The extra $1.2 billion in core funding for this initiative is over three years – whereas, as I recall, the Kelowna Accord funding was proposed to extend for five years. The 4.5 per cent annual funding escalator is almost triple the current inflation rate and should accommodate any increases in cost pressures from rising on-reserve student enrollment levels. As well, there is a $500 million, seven-year commitment for infrastructure enhancements, which is really good, and $160 million over four years for implementation, beginning next year.
In short, it’s a tonne of new money for on-reserve Aboriginal education that should dispel any notion that the Harper government is short-changing First Nations education.
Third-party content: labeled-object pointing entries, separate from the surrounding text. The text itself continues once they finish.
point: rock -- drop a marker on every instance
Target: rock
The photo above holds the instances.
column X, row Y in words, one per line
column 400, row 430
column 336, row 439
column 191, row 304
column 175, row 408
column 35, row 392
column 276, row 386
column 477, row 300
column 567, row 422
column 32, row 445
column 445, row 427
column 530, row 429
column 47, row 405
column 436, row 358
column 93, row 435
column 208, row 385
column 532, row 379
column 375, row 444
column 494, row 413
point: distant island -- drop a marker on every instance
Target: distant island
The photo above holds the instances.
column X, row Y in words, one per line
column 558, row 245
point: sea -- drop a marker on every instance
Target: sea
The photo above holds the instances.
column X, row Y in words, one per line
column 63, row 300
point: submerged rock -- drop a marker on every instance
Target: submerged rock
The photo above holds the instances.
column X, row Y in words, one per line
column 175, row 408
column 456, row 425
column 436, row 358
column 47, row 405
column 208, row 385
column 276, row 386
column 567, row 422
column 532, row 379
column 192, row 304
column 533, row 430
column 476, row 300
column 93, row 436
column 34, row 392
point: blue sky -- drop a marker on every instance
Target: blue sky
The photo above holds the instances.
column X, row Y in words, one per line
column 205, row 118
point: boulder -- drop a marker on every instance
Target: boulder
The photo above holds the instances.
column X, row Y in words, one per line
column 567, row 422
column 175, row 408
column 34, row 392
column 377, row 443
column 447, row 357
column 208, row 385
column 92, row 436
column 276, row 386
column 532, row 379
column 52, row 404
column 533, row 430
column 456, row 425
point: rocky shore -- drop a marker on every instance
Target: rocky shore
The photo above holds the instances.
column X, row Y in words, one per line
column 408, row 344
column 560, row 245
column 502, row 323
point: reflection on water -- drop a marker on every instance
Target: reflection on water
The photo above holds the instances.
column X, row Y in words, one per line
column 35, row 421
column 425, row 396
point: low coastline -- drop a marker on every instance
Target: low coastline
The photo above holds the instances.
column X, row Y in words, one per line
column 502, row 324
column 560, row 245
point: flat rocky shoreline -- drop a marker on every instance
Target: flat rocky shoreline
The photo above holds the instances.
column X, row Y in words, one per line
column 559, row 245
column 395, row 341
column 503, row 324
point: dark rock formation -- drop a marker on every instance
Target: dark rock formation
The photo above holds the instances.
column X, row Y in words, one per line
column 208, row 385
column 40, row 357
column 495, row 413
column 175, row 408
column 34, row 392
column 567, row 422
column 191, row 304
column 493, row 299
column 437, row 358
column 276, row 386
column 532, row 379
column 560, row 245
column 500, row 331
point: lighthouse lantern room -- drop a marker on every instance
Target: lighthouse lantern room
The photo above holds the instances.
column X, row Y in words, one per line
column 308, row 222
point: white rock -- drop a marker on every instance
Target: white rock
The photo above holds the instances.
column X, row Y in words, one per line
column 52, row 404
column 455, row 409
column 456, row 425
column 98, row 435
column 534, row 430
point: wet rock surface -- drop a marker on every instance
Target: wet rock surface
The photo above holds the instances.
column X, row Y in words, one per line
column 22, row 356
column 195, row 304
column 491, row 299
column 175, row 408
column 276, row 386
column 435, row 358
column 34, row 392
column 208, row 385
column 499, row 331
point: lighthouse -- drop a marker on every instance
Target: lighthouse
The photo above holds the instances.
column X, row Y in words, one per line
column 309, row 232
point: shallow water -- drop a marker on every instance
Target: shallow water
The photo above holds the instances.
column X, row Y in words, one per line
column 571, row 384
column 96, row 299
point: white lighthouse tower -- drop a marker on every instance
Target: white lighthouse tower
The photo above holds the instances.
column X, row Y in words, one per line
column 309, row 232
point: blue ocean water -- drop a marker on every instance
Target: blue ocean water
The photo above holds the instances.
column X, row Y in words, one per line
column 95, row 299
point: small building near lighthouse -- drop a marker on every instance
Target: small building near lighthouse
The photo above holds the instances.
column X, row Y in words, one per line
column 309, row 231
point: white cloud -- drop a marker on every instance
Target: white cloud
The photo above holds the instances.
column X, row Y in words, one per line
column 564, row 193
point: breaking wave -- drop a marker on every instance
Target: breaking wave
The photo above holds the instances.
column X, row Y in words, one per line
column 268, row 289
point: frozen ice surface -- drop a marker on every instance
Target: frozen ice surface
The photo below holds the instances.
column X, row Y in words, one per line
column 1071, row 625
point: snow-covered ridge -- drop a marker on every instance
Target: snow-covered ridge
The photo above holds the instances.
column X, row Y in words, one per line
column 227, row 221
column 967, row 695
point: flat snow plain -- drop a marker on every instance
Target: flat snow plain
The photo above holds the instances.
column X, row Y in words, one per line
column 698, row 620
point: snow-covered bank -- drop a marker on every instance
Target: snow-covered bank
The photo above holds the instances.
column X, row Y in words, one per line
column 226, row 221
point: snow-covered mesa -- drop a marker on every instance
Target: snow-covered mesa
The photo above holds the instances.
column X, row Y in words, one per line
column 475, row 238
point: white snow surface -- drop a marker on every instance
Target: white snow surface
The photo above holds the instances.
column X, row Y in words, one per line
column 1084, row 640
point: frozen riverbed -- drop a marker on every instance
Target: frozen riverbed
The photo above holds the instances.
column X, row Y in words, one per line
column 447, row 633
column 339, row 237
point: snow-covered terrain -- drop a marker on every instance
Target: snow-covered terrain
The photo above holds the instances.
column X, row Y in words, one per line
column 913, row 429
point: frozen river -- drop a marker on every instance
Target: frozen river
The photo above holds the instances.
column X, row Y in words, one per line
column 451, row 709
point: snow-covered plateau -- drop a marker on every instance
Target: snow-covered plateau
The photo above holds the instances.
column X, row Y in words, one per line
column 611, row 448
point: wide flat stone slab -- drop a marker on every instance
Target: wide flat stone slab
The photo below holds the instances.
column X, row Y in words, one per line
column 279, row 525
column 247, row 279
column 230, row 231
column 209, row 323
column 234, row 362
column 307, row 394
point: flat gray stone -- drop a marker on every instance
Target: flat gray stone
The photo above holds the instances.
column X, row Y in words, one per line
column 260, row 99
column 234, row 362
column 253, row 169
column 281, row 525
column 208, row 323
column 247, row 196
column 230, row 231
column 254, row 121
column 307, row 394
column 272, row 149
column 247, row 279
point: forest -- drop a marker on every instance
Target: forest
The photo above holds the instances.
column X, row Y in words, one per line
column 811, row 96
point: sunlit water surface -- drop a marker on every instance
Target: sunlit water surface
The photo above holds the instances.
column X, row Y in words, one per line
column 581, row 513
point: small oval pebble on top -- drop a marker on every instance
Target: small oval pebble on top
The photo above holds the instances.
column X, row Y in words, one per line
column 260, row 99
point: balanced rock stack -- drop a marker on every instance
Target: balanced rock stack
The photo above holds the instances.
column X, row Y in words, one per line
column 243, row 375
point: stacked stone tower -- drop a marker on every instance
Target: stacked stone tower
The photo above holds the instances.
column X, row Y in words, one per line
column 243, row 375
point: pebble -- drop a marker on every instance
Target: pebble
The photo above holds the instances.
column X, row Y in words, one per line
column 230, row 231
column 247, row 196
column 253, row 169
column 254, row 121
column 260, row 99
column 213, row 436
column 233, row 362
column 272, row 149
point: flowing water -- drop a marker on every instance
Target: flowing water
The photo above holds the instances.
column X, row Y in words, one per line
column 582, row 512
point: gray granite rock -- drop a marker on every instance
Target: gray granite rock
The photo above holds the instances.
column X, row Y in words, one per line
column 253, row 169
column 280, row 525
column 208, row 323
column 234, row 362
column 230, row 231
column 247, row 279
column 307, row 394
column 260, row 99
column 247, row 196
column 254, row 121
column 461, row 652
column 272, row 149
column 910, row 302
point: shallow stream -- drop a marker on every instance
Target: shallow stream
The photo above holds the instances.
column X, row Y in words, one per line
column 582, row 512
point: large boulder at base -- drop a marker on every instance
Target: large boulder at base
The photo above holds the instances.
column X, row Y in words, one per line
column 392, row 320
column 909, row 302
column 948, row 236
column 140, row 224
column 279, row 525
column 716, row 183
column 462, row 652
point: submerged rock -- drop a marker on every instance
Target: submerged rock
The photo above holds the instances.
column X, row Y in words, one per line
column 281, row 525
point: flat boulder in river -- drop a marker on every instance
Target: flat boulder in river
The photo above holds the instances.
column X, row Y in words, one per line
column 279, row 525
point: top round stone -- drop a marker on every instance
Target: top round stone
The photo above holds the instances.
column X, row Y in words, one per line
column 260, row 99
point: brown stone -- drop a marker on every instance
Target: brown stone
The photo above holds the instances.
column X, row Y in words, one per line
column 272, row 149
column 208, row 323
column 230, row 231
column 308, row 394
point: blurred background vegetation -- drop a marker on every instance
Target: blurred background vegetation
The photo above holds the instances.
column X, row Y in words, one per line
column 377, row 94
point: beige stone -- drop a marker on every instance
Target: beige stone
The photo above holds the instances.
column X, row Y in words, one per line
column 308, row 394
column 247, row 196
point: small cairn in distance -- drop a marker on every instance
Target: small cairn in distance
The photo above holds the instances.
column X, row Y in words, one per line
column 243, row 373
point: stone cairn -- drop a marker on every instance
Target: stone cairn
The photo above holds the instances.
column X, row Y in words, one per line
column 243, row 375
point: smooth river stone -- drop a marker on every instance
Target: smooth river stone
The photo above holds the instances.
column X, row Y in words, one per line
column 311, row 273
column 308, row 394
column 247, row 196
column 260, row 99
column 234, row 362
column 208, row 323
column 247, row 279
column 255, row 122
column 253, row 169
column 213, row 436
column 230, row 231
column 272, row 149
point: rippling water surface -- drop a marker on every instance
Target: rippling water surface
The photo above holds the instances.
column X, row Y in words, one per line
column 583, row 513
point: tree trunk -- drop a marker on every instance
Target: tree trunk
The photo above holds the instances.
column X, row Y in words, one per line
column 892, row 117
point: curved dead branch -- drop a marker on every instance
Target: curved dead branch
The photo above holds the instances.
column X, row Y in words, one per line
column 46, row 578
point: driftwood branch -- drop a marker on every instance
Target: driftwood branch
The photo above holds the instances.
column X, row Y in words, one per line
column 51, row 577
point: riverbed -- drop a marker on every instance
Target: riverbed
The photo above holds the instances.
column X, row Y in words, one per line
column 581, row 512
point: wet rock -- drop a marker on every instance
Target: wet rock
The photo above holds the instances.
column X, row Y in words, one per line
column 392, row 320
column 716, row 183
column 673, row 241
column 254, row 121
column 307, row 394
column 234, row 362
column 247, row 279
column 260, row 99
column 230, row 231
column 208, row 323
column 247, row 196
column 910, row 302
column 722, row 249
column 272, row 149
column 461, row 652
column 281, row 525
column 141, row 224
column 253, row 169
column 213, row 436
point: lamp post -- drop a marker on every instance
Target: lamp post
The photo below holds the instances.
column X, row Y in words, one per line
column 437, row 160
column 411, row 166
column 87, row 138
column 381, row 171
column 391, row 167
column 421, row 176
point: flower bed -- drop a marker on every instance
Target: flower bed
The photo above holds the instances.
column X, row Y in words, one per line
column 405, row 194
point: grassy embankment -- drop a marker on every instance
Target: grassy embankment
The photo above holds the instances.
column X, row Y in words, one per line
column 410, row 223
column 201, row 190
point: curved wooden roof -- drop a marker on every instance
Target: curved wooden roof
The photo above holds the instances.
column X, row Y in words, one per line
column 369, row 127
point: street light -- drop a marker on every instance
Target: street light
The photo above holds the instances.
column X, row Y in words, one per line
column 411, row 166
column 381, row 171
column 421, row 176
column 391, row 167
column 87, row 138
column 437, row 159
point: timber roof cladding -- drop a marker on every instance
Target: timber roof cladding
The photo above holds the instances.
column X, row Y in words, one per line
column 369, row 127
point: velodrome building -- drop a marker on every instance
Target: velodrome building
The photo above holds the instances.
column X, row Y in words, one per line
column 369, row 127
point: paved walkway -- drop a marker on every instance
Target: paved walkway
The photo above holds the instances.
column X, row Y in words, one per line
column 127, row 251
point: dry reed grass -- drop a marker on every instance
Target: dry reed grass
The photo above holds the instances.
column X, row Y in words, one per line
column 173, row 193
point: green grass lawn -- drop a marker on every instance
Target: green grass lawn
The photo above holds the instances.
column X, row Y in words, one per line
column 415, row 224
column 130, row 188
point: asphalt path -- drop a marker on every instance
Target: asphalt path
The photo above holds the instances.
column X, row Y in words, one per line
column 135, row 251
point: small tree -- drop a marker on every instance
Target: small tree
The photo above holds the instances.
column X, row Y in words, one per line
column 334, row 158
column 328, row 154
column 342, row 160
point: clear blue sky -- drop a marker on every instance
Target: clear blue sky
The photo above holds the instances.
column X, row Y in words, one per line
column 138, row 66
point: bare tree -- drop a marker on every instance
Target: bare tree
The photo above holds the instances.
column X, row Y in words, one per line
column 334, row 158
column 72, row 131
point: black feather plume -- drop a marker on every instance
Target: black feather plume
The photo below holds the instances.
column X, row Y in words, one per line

All of those improvements should go a long way, also, to serving Aboriginal students in advancing their education beyond high school.This initiative will substantially improve Aboriginal students’ foundational education, skills and credentials, which will in turn support their post-secondary opportunities and outcomes via college/university and new employment training programs, including through those now being developed and supported by industries, governments and First Nations that are part of the broader resource development vision that Eyford addressed in his report.
No doubt, National Chief Atleo will get lots of blow back from some First Nations and Aboriginal politicos who might think that he’s too conciliatory, cooperative or ‘timid.’ And that’s a shame, for it is mostly through the good leadership and more constructive approaches of people like Shawn Atleo, Phil Fontaine and Ovide Mercredi that First Nations, Metis and Inuit have been so successful in advancing Aboriginal partnerships with governments across the country.
In the case of Prime Minister Harper, there’s no doubt that his meetings with Aboriginal leaders in the last two years have paid off in spades, at least on this component of government-to-government relationships. The ‘new relationship’ in education bodes well for fed-FN relations generally. But like I said during the lecture, the imminent decisions ahead for resource development will be critical in either helping to advance the broader goal of reconciliation, or in setting it back decades, if not irrevocably.
It is such a tough and challenging file. Yet these educational reforms suggest that the way to the future lies in thinking outside the box, in putting new ideas, concrete funding and shared decision-making on the table, and in developing new governance structures and permanent opportunities for meaningful and ongoing dialogue that anticipates a will by all parties to listen, learn and compromise.